Not being one to take things at face value, I thought it looked suspicious. Even so, I didn't do anything about it until Tuesday, when it was plain that this was getting out of hand. Once I realized it really was a thing, and I wasn't just imagining things,* it was pretty easy to see there was a problem, and report it to our fulfillment house for them to put holds on all these orders. They've tried to buy upwards of $20,000 worth of fungible goods in the last week, so I'm glad I got suspicious.

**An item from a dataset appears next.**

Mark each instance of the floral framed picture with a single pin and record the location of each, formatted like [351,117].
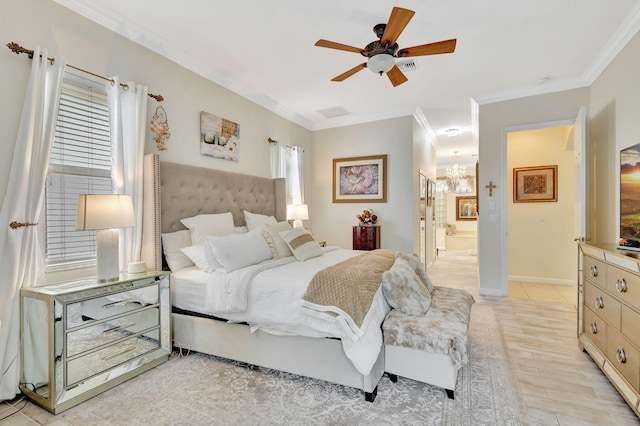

I've spent a fair amount of time over the last couple of days trying to put a face on these fraudsters. It's not easy, of course--all the email addresses are with free services, so I'm not going to get anywhere with that--but I was able to pull some stuff from the server logs and get the IP addresses of our unwelcome visitors. From there I was able to find out what companies had been issued those IP addresses (DomainWhitePages.com rocks!), and where do you think most of them are based? Riiiiight. Nigeria.

This really explained why we never got any of these scam orders after about 11 am. It's been very handy, since I can spend the latter part of the day getting real work done without having to worry about those thieving assholes, but it seemed strange at first. As soon as I saw Nigeria, I started thinking about time zones, and sure enough, it looks like I've got some nine-to-fiver in Lagos robbing us in his or her free time at work. Graft only during regular business hours, Sundays off (really--no scammers on Sunday).

Man, I've totally lost the thread. I just got a lengthy preliminary phone call from a company that wants to do coding for me, and it's sapped my will to live. I'm pretty sure I was working up to some great zinger about Nigerian scammers and how it's such a part of the culture there now that it's like a regular day job, but my brain has been turned to mush. Maybe on Monday it'll be better.

On the upside, I interviewed two very good candidates for the assistant job today. I guess the old saying is true--it's always in the last place you look.

* It's easy to imagine you're seeing a pattern in online sales, especially if you're like me and are completely mystified by the crap that people seem willing to buy. When you can't imagine anyone wanting a life-size plaster replica of the foot--only the foot--of some Greek statue, and they buy it anyway, even the more outlandish theories start to sound plausible. "Of course we had a run on sculptures of dogs in London Bobby outfits--there was an article on Yahoo about the Queen's colon surgery today!"